J.P. Morgan Cut Its Estimate on U.S. Economic Growth
July 26, 2019
The energy market has balled itself up into a tight range of congestion the last few days. All the issues both positive and negative are still a concern for traders but nothing new has developed in these area. The market is just marking time and traders keep a watch for any changes in the Iran tensions, China trade war or the other issues for the market. Trading has been both positive and negative here today but as the day wears on I would guess that nobody is going to want to go home short over the weekend so a round of short covering to push prices higher is likely.
Canadian producers are hoping to convince the Alberta government to lessen the production quotas thus allowing them to produce more crude. Quotas were implement as the country had a glut of crude oil and prices fell hard because crude could not get moved because of pipeline constraints.

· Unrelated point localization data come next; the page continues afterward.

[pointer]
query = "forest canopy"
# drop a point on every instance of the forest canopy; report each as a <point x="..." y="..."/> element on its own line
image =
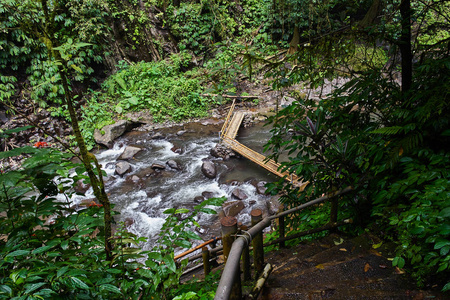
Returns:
<point x="383" y="130"/>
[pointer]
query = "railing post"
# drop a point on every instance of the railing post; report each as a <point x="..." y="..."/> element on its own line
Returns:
<point x="229" y="230"/>
<point x="206" y="264"/>
<point x="245" y="257"/>
<point x="258" y="249"/>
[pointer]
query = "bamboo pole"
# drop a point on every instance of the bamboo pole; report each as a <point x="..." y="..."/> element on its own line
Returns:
<point x="260" y="282"/>
<point x="258" y="248"/>
<point x="206" y="264"/>
<point x="229" y="230"/>
<point x="196" y="248"/>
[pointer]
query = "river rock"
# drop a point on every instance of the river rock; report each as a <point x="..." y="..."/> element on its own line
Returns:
<point x="135" y="179"/>
<point x="209" y="169"/>
<point x="81" y="187"/>
<point x="222" y="151"/>
<point x="129" y="152"/>
<point x="157" y="136"/>
<point x="109" y="133"/>
<point x="207" y="194"/>
<point x="233" y="208"/>
<point x="173" y="164"/>
<point x="199" y="199"/>
<point x="158" y="166"/>
<point x="176" y="149"/>
<point x="260" y="187"/>
<point x="122" y="167"/>
<point x="239" y="194"/>
<point x="273" y="205"/>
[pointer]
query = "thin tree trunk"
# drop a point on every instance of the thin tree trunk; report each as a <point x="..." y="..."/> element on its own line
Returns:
<point x="405" y="45"/>
<point x="87" y="158"/>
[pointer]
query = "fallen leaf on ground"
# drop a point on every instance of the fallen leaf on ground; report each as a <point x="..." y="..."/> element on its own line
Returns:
<point x="341" y="240"/>
<point x="375" y="246"/>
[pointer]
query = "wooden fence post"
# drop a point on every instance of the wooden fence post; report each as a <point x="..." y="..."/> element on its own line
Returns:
<point x="258" y="249"/>
<point x="229" y="230"/>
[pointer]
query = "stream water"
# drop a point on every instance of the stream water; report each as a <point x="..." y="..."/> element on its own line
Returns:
<point x="141" y="202"/>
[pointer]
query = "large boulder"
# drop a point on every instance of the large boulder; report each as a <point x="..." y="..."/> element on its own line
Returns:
<point x="274" y="206"/>
<point x="122" y="167"/>
<point x="260" y="187"/>
<point x="173" y="164"/>
<point x="239" y="194"/>
<point x="222" y="151"/>
<point x="129" y="152"/>
<point x="81" y="187"/>
<point x="233" y="208"/>
<point x="158" y="166"/>
<point x="209" y="169"/>
<point x="109" y="133"/>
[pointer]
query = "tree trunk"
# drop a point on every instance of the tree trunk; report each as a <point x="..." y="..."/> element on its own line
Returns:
<point x="405" y="45"/>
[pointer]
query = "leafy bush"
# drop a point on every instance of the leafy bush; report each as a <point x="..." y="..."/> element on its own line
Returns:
<point x="51" y="250"/>
<point x="159" y="87"/>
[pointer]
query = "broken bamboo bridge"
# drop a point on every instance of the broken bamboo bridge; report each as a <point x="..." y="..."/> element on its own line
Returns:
<point x="228" y="136"/>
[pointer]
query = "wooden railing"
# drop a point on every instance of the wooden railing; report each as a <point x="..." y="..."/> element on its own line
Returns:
<point x="230" y="282"/>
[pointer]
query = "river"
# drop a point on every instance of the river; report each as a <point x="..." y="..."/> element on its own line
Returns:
<point x="141" y="202"/>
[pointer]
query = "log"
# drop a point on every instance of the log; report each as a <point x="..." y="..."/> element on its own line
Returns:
<point x="230" y="96"/>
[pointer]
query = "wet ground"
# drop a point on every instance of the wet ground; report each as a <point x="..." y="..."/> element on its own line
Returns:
<point x="337" y="267"/>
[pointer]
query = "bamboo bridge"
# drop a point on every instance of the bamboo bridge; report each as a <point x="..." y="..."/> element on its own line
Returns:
<point x="228" y="136"/>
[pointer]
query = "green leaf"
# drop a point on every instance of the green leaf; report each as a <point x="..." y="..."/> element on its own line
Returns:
<point x="133" y="100"/>
<point x="17" y="152"/>
<point x="446" y="287"/>
<point x="208" y="211"/>
<point x="441" y="244"/>
<point x="62" y="271"/>
<point x="170" y="263"/>
<point x="65" y="244"/>
<point x="169" y="211"/>
<point x="399" y="262"/>
<point x="445" y="213"/>
<point x="191" y="235"/>
<point x="79" y="283"/>
<point x="6" y="289"/>
<point x="110" y="288"/>
<point x="155" y="255"/>
<point x="41" y="249"/>
<point x="33" y="287"/>
<point x="18" y="253"/>
<point x="145" y="273"/>
<point x="183" y="244"/>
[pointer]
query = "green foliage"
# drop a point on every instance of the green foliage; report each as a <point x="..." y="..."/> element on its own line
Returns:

Britain’s Ministry of Defense stated that the country’s navy will accompany British-flagged vessels through the Strait of Hormuz in order to defend freedom of navigation after Iran seized a tanker.
Saudi Arabia’s Energy Minister, Khalid al-Falih, called on global oil buyers to secure their energy shipments passing through the Strait of Hormuz.
J.P. Morgan cuts its prior estimate on US economic growth in the second quarter to 1% even in the wake of a larger-than-forecast increase in domestic durable goods orders and a fall in trade goods deficit in June.